Centering in on the Public Realm

Tonight Metro held another in their series of Get Centered events, this one featuring Fred Kent from the Project for Public Spaces on the topic of public squares.

Many of the models of great public squares were European of course, but Pioneer Courthouse Square compared favorably. Esther Short Park in Vancouver was also discussed in detail (and with compliments).

A key difference between European and American squares/plazas/piazzas is that in Europe the square extends all the way to the building faces, while in America they are almost always bounded by streets. Which is an excellent reminder that streets are an important part of the public realm and very important in how they frame public spaces.

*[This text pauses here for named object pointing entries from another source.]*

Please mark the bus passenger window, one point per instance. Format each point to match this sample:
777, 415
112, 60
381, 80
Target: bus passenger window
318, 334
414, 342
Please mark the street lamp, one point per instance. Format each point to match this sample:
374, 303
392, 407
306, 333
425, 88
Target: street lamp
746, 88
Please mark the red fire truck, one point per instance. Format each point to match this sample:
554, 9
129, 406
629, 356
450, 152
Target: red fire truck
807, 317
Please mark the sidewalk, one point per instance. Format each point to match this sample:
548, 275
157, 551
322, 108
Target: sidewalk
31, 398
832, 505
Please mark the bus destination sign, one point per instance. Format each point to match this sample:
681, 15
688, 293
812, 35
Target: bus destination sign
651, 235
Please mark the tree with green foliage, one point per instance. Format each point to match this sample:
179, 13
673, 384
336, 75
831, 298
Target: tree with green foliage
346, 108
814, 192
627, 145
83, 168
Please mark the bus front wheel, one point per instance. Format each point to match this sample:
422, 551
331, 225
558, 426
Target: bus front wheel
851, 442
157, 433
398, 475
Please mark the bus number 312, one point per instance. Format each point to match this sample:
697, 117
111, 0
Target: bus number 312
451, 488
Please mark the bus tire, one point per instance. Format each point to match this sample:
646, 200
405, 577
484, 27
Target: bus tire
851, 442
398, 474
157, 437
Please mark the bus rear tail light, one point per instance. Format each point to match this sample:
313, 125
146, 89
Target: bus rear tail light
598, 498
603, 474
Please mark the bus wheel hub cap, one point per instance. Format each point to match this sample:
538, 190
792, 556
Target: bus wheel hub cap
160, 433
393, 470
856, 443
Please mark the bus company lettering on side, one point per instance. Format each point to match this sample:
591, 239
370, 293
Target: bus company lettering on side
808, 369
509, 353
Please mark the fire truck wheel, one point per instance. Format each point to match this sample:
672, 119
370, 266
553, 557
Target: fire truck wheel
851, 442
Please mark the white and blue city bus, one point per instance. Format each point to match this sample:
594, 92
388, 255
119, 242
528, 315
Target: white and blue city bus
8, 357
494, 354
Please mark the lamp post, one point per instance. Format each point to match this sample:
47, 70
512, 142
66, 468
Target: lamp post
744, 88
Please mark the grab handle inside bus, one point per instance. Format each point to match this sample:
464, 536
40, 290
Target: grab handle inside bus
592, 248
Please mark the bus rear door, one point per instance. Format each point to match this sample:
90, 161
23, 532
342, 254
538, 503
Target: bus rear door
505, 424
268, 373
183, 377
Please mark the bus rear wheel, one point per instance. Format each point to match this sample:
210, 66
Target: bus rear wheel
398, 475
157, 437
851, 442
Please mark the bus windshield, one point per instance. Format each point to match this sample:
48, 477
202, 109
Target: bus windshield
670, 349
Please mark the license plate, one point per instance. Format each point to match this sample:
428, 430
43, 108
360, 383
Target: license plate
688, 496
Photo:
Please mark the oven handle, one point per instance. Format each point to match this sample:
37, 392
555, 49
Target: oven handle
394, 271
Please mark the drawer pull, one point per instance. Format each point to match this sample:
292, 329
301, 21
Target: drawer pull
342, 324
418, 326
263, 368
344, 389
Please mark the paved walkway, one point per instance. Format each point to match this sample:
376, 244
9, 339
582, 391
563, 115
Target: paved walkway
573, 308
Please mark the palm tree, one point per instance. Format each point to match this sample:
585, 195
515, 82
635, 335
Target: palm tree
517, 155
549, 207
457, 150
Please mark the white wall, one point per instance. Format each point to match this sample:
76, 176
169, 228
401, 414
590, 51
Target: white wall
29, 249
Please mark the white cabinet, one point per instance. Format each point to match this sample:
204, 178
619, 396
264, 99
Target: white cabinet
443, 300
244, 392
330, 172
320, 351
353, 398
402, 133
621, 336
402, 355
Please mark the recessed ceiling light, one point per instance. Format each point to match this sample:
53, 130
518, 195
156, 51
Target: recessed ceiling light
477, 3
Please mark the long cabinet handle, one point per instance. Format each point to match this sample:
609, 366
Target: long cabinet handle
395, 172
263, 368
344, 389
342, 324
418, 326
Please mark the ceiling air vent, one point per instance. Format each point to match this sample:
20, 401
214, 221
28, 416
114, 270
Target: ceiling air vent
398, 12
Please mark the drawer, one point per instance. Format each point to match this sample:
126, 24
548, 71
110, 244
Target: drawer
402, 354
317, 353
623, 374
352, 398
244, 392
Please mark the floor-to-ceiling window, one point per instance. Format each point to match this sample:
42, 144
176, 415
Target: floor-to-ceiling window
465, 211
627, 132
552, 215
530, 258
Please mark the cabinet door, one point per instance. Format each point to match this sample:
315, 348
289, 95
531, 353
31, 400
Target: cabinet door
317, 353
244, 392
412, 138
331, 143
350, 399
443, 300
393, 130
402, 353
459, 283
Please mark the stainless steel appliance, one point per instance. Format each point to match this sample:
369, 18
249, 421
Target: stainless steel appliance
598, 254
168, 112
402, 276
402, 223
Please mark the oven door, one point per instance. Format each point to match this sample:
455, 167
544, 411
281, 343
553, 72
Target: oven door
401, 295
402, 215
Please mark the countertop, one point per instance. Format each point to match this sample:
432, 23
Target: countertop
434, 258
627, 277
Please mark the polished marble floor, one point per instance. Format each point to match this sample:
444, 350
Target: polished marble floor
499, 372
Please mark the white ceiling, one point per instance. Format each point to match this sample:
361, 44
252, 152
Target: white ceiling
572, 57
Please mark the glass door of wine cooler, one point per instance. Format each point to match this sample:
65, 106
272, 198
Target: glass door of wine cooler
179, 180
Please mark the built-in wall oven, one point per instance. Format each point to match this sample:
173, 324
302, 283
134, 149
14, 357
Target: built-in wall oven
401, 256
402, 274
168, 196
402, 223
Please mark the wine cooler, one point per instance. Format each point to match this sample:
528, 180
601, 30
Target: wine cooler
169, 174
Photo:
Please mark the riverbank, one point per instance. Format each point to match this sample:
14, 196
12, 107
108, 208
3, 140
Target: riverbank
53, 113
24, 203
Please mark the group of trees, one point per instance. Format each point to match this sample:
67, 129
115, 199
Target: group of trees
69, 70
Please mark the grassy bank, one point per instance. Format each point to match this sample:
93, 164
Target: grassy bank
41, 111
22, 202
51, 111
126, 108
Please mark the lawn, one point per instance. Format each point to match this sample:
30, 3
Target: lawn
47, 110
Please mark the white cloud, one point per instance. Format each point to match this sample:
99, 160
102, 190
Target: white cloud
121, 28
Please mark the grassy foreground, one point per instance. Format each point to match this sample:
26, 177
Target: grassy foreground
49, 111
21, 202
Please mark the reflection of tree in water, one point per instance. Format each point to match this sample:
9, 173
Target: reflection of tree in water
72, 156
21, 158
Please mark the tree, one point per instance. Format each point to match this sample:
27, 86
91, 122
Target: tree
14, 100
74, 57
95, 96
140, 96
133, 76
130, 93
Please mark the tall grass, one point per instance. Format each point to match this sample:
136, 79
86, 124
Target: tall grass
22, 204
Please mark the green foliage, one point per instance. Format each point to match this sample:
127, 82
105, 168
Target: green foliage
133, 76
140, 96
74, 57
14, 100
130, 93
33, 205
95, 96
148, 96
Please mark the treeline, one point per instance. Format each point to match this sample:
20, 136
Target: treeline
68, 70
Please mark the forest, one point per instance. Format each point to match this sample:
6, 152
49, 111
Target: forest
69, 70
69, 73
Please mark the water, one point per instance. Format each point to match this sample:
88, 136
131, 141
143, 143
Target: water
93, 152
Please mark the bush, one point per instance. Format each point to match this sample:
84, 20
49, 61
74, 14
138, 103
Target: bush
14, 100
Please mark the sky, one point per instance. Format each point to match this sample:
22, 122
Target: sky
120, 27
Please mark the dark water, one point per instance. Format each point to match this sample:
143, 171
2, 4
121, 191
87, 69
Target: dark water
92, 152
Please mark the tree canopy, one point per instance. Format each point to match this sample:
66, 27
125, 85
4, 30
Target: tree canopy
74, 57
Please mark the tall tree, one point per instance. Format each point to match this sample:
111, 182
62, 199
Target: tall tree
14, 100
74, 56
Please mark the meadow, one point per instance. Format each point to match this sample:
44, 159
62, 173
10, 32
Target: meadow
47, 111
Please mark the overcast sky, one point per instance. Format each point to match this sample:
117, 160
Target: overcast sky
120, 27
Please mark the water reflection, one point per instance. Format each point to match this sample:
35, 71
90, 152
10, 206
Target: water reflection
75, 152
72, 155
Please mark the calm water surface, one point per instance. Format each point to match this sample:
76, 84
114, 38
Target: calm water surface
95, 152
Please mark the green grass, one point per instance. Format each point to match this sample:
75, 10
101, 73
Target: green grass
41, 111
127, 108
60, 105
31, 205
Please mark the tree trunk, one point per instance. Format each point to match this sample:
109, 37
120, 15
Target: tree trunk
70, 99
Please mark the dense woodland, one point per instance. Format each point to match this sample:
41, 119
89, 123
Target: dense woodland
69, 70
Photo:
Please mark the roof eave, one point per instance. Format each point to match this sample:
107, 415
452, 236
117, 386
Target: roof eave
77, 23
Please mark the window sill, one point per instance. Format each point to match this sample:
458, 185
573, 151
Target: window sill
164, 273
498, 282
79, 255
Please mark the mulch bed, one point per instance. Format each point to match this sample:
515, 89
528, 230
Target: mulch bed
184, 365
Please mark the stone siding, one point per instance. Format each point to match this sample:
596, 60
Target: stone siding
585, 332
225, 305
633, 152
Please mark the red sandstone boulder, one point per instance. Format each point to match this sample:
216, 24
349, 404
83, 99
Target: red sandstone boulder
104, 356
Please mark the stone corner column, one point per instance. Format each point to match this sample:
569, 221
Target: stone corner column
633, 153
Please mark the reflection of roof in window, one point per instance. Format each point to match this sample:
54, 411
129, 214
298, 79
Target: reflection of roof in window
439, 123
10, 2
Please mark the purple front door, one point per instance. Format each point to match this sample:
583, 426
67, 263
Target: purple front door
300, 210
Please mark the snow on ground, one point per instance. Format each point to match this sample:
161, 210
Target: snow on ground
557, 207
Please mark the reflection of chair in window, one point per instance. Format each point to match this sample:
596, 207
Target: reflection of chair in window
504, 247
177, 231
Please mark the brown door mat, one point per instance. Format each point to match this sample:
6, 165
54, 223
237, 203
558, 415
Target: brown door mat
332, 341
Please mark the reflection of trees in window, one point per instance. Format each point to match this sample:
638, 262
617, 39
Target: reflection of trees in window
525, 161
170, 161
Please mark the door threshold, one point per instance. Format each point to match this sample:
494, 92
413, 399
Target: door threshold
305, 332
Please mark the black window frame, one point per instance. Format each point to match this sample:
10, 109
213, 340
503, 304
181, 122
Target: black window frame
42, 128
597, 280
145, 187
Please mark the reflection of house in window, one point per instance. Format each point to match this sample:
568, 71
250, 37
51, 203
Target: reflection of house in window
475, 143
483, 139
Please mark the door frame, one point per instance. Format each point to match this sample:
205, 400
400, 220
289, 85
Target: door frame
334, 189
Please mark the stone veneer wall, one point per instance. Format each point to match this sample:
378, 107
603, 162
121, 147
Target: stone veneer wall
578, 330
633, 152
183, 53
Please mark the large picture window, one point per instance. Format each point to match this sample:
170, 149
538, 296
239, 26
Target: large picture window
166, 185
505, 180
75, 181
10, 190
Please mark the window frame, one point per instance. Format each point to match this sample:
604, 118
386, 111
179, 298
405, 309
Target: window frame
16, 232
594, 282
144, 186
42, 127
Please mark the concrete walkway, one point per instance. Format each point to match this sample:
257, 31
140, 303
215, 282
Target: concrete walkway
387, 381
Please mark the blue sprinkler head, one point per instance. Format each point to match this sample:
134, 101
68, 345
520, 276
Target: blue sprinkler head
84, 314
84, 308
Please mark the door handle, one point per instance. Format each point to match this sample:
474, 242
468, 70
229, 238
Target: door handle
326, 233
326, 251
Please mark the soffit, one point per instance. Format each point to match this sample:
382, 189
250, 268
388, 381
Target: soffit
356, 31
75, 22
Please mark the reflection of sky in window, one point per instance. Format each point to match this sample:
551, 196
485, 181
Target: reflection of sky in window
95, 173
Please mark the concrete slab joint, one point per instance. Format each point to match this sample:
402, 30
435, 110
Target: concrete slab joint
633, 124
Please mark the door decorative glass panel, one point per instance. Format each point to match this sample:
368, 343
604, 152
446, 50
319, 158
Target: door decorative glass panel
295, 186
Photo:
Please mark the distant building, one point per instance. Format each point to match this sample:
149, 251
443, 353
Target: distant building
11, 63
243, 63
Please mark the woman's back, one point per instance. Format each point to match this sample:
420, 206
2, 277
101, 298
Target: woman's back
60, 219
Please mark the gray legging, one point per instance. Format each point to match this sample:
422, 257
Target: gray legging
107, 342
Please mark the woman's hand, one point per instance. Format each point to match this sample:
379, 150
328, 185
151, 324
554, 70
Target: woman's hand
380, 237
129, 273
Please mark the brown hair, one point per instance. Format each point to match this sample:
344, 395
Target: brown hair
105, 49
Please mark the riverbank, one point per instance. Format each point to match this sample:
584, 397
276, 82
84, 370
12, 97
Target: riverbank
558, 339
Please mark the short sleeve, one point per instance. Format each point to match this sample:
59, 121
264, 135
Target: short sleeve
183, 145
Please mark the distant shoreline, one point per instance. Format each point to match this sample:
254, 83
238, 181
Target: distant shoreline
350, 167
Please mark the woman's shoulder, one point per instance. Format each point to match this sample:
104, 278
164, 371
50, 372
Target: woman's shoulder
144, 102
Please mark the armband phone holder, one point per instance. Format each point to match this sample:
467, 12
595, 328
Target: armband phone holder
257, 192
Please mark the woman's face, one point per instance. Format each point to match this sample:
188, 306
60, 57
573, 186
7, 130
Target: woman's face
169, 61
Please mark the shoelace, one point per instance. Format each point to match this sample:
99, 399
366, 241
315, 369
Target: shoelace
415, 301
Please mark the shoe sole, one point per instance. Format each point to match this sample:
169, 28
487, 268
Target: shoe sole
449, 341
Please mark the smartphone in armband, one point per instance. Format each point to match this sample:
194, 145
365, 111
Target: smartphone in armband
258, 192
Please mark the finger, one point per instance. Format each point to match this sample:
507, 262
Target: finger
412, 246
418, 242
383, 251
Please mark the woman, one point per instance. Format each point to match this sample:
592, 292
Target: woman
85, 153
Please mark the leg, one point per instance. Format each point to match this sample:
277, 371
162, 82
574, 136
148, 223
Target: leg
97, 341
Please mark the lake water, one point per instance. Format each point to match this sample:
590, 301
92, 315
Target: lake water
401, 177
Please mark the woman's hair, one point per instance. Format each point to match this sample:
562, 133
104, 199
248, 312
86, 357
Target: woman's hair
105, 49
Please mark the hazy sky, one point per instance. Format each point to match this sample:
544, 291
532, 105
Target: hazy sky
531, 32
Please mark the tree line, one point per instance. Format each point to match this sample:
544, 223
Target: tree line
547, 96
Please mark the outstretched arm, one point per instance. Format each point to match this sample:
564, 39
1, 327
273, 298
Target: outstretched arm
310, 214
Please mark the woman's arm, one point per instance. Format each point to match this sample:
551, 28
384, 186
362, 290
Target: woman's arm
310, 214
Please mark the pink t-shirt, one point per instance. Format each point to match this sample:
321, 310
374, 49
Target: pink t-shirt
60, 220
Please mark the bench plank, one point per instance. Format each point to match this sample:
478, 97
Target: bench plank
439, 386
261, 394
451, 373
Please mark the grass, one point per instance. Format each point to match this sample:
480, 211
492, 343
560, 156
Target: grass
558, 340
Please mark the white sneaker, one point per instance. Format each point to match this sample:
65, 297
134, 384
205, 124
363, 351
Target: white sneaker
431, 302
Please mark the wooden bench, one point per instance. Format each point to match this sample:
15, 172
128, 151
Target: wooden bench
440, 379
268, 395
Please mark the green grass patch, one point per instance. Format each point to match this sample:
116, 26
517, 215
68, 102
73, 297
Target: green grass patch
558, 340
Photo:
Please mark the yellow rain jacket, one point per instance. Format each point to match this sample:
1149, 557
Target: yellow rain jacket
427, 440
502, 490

So what examples can you site for streets in our region that make great public spaces or set off other public space? What are the biggest opportunities lost?

Of course, I’d be remiss if I didn’t mention the great work of City Repair (pictured left).

4 responses to “Centering in on the Public Realm”

  1. I am struck by the fact that few if any of our neighborhoods have squares or plazas at their crossroads or centers, leaving even those with many positives without focus or a clearer identity… Where is the “center” of Multnomah? of Westmoreland? of NorthWest? of Alameda? Not to be found! This could be a project for City Repair…find/create centers for each of Portland’s many fine neighborhoods.

    My favorite potential project is the Fireman’s Memorial at 18th & W. Burnside. We could narrow 18th and 19th this afternoon with no great consequence for auto traffic, allowing for more trees and grass to frame the Memorial. Burnside could be paved with something other than asphalt to give drivers pause, and the angle onto Alder could be re-routed to create a nice little open space at the front of the Memorial where citizens on foot could pause in some peace and reflect on our fire fighting heros.

    Alas, my reaction to the Tanner Springs Park…viewed through the fences before its opening…was one of disappointment; such wide sidewalks, in addition to the streets and so little meadow/greenspace.
    Image if just one street had been vacated! or if Northrup were just there for Streetcar a la Portland State and the “meadow” reached right up to the tracks!
    Lenny Anderson, NE Portland

  2. This is an interesting topic. At what point does the value of a street switch from moving traffic to becoming part of the public realm. PDX made a mistake with Tanner park in not closing one of the roads (which was in the original design) Traffic movement won over public design. The thing is with densities as high as they are in the Pearl it should have been a no brainer. The needs of the residents should have trumped commuter movement. The street should have been closed as it is at Jamison Square.

  3. “At what point does the value of a street switch from moving traffic to becoming part of the public realm.”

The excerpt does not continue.